Dene identity affects 'every aspect of who I am,' says med school graduate from Wrigley, N.W.T.

Leanne Niziol, a Dene woman from Wrigley, N.W.T., recently graduated from medical school in Manitoba. (Submitted by Leanna Niziol - image credit)

Leanne Niziol says growing up in Wrigley, N.W.T., she didn't see any First Nations doctors.

"That was a really significant gap that I wanted to change," Niziol said.

She recently graduated from the University of Manitoba's Doctor of Medicine program, a career she says has been a dream of hers since she was little

Niziol, originally from Pehdzeh Ki First Nation in Wrigley, is thought to be the first Dene doctor to come from that community.

"It's been a lot of emotions, it's been a long road to completing this program. And I just feel really happy and grateful to be done and be closer to home and to start my residency," she said.

About 14 members of her family travelled to Winnipeg from Ontario, Alberta, Yukon and N.W.T. to watch her graduate last month.

Niziol said her late grandfather was her main inspiration to go into medicine.

"He was a medicine man. His life and way of being was something that impacted me significantly," she said. "He really taught me what it means to live a good life guided by our Dene culture and way of being," she said.

Role models 'critical to our success'

She also said growing up in a remote community, with limited access to health care pushed her to pursue a career in medicine.

"My identity as a Dene really influences every aspect of who I am," she said.

But it wasn't easy.

"As a first-generation medical doctor, for me, moving away from my community, people and family was one of the most significant challenges," she said.

It was also important for her to build a support system with her classmates, she said.

"Another challenge was having to navigate an unfamiliar educational institute and an academically challenging program," she said. "I met other Indigenous doctors and there was other Indigenous students in my program."

Now, she sees herself as a role model for other Indigenous students.

"I think that having role models is critical to our success because just seeing a reflection of yourself and your goals and your dreams is important. It makes a difference in your confidence and how you plan on achieving that."

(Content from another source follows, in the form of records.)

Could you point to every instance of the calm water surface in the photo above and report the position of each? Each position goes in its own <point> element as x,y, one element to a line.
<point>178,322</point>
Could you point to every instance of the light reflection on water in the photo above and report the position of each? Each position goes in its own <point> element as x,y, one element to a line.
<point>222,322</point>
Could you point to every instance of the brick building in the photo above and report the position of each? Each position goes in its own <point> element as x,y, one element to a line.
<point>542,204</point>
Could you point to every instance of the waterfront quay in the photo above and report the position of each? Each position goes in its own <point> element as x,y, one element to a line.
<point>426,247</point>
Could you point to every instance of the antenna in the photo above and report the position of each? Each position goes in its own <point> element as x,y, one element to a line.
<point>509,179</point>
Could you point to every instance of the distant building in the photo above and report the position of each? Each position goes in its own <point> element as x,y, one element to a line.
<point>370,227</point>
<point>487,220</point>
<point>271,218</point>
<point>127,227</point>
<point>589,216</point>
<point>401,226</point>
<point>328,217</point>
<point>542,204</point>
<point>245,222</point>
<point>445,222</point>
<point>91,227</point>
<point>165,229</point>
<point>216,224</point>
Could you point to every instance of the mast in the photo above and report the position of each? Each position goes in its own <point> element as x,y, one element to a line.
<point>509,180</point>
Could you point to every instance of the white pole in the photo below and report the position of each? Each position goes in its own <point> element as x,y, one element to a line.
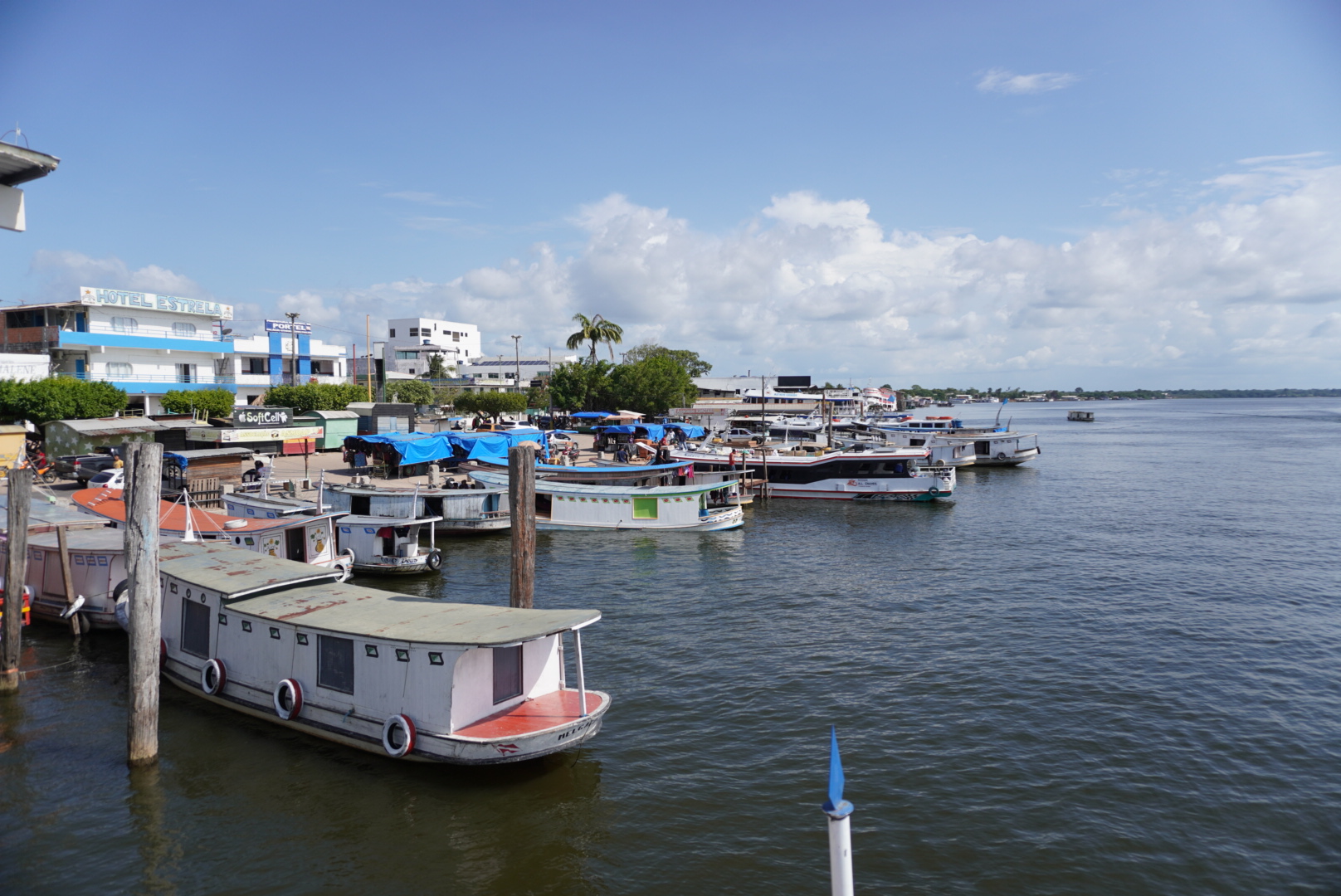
<point>577,652</point>
<point>840,855</point>
<point>840,824</point>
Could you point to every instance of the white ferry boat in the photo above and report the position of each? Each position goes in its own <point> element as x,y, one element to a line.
<point>578,506</point>
<point>879,474</point>
<point>409,678</point>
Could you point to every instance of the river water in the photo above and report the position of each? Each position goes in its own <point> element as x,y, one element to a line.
<point>1114,671</point>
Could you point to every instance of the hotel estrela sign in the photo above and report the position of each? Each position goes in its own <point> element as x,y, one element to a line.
<point>154,302</point>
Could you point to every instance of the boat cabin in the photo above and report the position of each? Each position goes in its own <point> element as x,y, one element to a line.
<point>412,678</point>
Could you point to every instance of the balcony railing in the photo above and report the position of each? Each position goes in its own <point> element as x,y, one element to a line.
<point>149,377</point>
<point>154,332</point>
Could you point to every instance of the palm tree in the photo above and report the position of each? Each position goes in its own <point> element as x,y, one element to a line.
<point>596,330</point>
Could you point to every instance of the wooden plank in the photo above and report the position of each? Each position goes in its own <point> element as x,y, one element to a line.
<point>520,489</point>
<point>17,573</point>
<point>144,469</point>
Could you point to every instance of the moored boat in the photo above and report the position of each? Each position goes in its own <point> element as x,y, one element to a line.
<point>411,678</point>
<point>578,506</point>
<point>885,474</point>
<point>306,538</point>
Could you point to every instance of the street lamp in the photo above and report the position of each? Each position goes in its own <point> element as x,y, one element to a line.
<point>516,349</point>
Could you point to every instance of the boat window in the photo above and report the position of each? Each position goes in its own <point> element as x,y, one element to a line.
<point>507,672</point>
<point>335,663</point>
<point>195,628</point>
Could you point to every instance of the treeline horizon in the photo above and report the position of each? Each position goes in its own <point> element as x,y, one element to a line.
<point>940,395</point>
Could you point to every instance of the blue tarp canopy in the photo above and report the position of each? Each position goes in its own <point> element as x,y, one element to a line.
<point>653,431</point>
<point>424,448</point>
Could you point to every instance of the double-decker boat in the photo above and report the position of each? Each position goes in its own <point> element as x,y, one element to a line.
<point>411,678</point>
<point>876,474</point>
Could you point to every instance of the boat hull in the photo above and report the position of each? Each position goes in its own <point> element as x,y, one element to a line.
<point>365,733</point>
<point>719,521</point>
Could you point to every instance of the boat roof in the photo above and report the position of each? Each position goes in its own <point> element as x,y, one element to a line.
<point>43,514</point>
<point>108,502</point>
<point>550,486</point>
<point>385,521</point>
<point>285,591</point>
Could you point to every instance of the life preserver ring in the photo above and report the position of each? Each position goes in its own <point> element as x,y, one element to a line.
<point>405,735</point>
<point>212,676</point>
<point>121,605</point>
<point>289,693</point>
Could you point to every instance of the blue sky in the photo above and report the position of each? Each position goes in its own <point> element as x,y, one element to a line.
<point>988,193</point>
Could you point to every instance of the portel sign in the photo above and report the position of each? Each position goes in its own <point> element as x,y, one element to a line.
<point>152,302</point>
<point>263,416</point>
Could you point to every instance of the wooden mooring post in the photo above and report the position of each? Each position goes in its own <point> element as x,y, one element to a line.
<point>15,574</point>
<point>520,495</point>
<point>144,476</point>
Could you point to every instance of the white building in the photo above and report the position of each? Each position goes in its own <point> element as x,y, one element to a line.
<point>412,343</point>
<point>263,361</point>
<point>141,343</point>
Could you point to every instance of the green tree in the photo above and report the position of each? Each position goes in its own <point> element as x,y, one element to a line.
<point>59,398</point>
<point>596,330</point>
<point>409,391</point>
<point>215,402</point>
<point>577,387</point>
<point>492,404</point>
<point>692,363</point>
<point>324,396</point>
<point>651,387</point>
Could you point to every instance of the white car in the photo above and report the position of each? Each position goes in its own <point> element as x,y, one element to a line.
<point>109,479</point>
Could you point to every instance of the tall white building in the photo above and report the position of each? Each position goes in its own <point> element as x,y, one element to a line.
<point>141,343</point>
<point>411,343</point>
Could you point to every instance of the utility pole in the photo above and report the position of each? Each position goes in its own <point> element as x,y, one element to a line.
<point>520,493</point>
<point>516,349</point>
<point>15,574</point>
<point>144,476</point>
<point>293,337</point>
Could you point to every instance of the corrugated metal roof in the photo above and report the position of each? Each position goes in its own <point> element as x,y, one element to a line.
<point>330,415</point>
<point>110,426</point>
<point>350,609</point>
<point>43,514</point>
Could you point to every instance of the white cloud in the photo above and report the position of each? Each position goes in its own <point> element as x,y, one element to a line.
<point>1229,293</point>
<point>63,273</point>
<point>999,80</point>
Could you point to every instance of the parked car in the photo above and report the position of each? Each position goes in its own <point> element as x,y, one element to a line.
<point>84,467</point>
<point>108,479</point>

Niziol said she also sees trust between herself and the Indigenous patients she cares for.

"There are a lot of commonalities among Indigenous people when it comes to our values and beliefs. I think that as an Indigenous doctor, it is something that is very special," she said.

"With Indigenous patients there is also a common understanding and also a common lived experience of how we navigate the world around us. It is different than non-Indigenous people."

Niziol will start a two-year residency in family medicine at the University of Alberta in July.